02 The Ultimate Solution for Difficult‑to‑Express Proteins

Addressing a well‑recognized industry bottleneck, Dr. Liang highlighted Canton Biologics’ DTEasy platform for difficult‑to‑express proteins:

• By combining molecular engineering, proprietary vectors, host cell optimization, and media optimization, expression levels can be increased by 100%–400%.

• Case examples: a proprietary IgM vector achieved high‑yield, impurity‑free pentamer expression; complex molecules such as viral proteins and fusion proteins reached gram‑level expression.

• Effectively solves challenges such as aggregation, difficult impurity removal, and low yields – making the “difficult” no longer difficult.

In addition, the introduction of automation platforms greatly ensures process stability and controllability, providing a solid guarantee for high‑quality drug development.

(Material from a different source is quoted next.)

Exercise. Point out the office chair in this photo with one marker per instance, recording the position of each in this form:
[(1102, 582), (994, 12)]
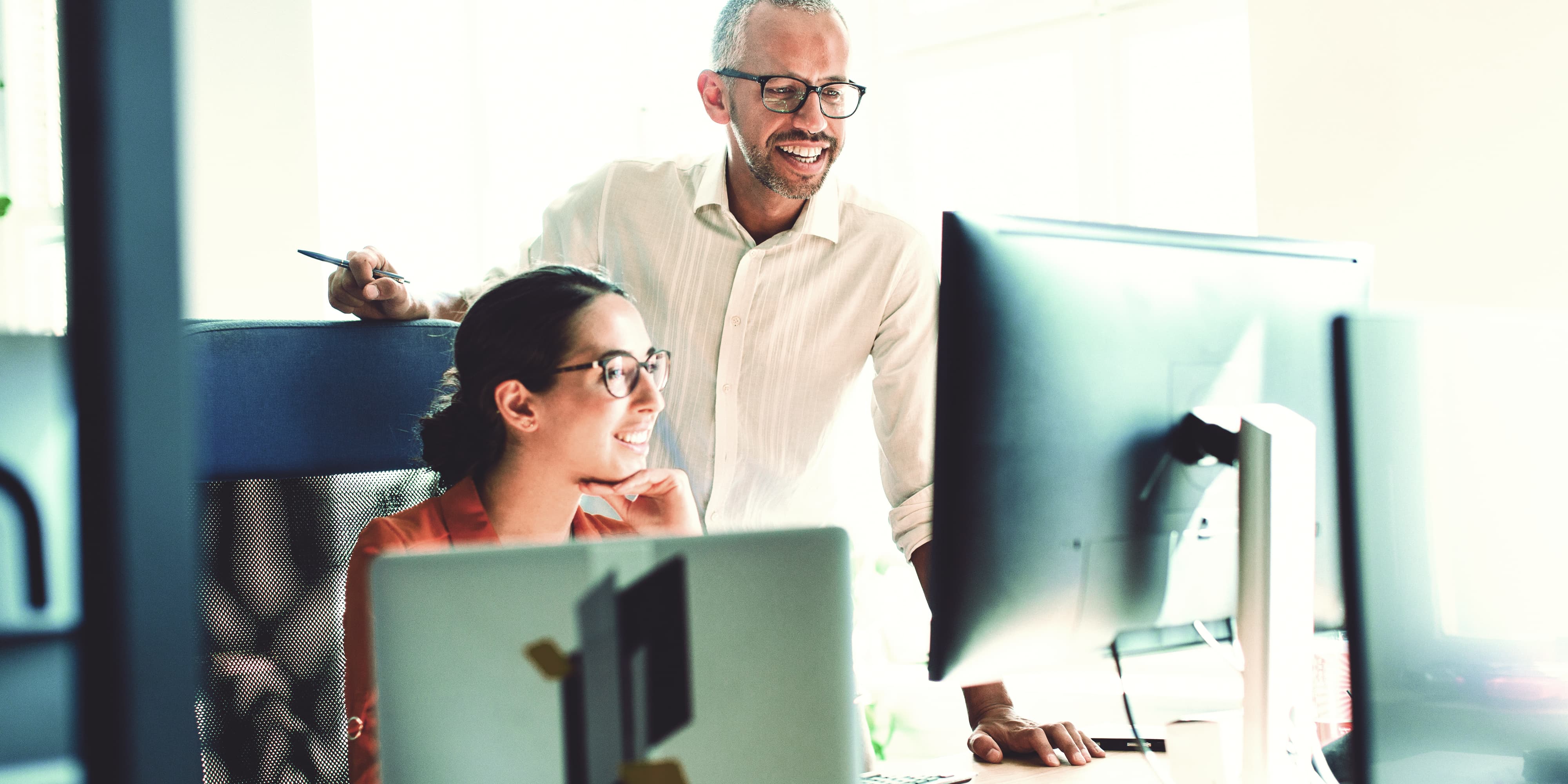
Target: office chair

03 Dual Drive: Process and Equipment

Dr. Liang also highlighted Canton Biologics’ powerful process development platform:

• The CBoost™ enhanced process platform significantly increases protein yield and purity.

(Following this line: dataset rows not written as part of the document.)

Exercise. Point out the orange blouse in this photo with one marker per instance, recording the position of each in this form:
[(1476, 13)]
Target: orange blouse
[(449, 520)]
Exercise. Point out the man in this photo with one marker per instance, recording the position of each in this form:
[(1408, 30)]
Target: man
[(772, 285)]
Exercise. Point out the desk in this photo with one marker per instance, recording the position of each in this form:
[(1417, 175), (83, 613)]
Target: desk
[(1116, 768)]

• The orbital‑shaking bioreactor is gentler and more stable than traditional stirred‑tank reactors, reducing shear force and contamination risk, making it particularly suitable for stem cells, CAR‑T cells, and difficult‑to‑express proteins.

These innovations make Canton Biologics’ process development and manufacturing more stable and controllable.

04 Integrated Services and Industry Contribution

As an internationally operating biologics CDMO, Canton Biologics offers end‑to‑end solutions from DNA to IND in just 7–12 months, covering a full chain of scales from 3 L to 2000 L – truly bridging the gap from laboratory to commercialization. To date, Canton Biologics has served over 100 global clients, completed more than 400 projects, and supported over 30 IND filings and more than 10 commercial projects.

In this presentation, Dr. Liang not only showcased Canton Biologics’ technical strength in building a CHO cell expression platform but also demonstrated how the company, as a leading domestic CDMO, leverages technological innovation and professional services to help partners accelerate drug development and bring more high‑quality biologics to market faster, benefiting patients worldwide.

Looking ahead, Canton Biologics will continue to uphold its values of reliability, efficiency, and innovation, working with industry partners to drive breakthroughs in biopharmaceutical process technology and industrial upgrading, so that more innovative therapies can benefit human health as soon as possible.